Saturday 16 February 2008

Mission Statement

At first sight it is difficult to appreciate why Hindustani music is in doldrums. It is accessible to the masses today as it had never been before. The advent of democracy squeezed it out of palaces and stately homes, while radio, television and commercial recordings have disseminated it across regional, social , and economic boundaries. And yet it is manifest that our musical traditions are in serious trouble. While new entrants disappoint, many established performers are content to let pyrotechnics substitute for in-depth introspection of aesthetic values. Star progeny of indifferent to downright abysmal musical competence are marketed as geniuses. And all this occurs without much protest, which is perhaps the most worrisome portent of all.

Much of this is linked to the deep paradigm-shifts at multiple levels that Hindustani music is undergoing today. While royalty and feudal nobility, the traditional sources of patronage, have given way to governmental and now corporate institutions, the Gharana system of pedagogy is slowly being replaced by aesthetically homogenised and sanitised music 'schools', university departments, and other bodies of formal instruction.

While the older institutions were far from perfect, they at least functioned. This cannot be said of their successors, not a single one of them. And at least one very significant factor is common to the failure of them all, namely an abrupt decline in informed critical appreciation. In patronage, in pedagogy, and just as much in the audience. Maharajas and Nawabs are famous for foisting their own idiosyncrasies on hapless musicians, but they had to at least pretend to a level of learning. Neither the bureaucrat nor the business executive aspire to this pretence.
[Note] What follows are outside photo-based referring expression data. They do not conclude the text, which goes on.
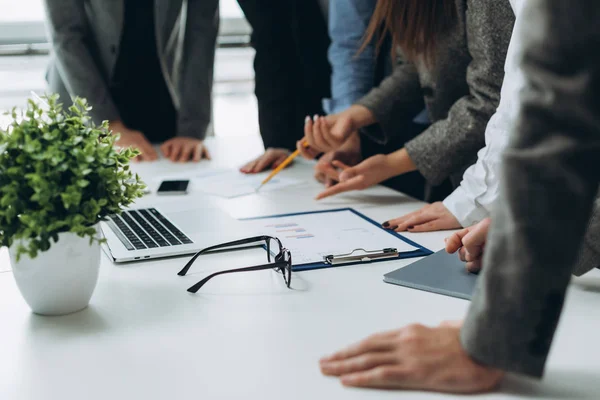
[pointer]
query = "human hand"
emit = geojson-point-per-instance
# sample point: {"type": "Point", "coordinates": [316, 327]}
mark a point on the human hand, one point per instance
{"type": "Point", "coordinates": [271, 158]}
{"type": "Point", "coordinates": [184, 149]}
{"type": "Point", "coordinates": [349, 154]}
{"type": "Point", "coordinates": [432, 217]}
{"type": "Point", "coordinates": [415, 358]}
{"type": "Point", "coordinates": [470, 244]}
{"type": "Point", "coordinates": [135, 139]}
{"type": "Point", "coordinates": [329, 133]}
{"type": "Point", "coordinates": [370, 172]}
They don't even feel the need to do so, as long as their wheeling-dealings and profit margins are satisfied. It is a portent of the times that the petty government official and the corporate apparatchik, the two custodians of our glorious musical tradition, display a level of arrogance even the royalty of yore baulked at.

Vishnu Digambar Paluskar created his Gandharva Mahavidyalayas to produce Kaansens, individuals equipped to appreciate if not produce great music. In this, his efforts have been a signal failure today. Students memorise and reproduce reams of note-sequences without the slightest idea what they are there for. Worse, some institutions even stifle critical appreciation. When the bureaucrat and the executive push a third-rater (star-progeny?) as the next genius, they expect us to accept their claims without demur. To that end, to fabricate public opinion, even the media contributes through 'embedded' music critics.

It is imperative that every effort must be made to revive a culture of informed critical appreciation if our music is to remain a living entity. To this end, some of us set up the 'Debating Shastriya Sangeet' (or DSS) community on the networking site orkut. com, expressly with a view to fostering uninhibited but constructive discussion on music-related issues. This blog is an extension of this effort. It houses longer articles usually but not necessarily leading from debates that have originated in the DSS comm. Readers are encouraged to post feedback, and also contribute articles themselves if they feel strongly about an issue, and provided certain broad parameters of quality, relevance and decency of expression are satisfied.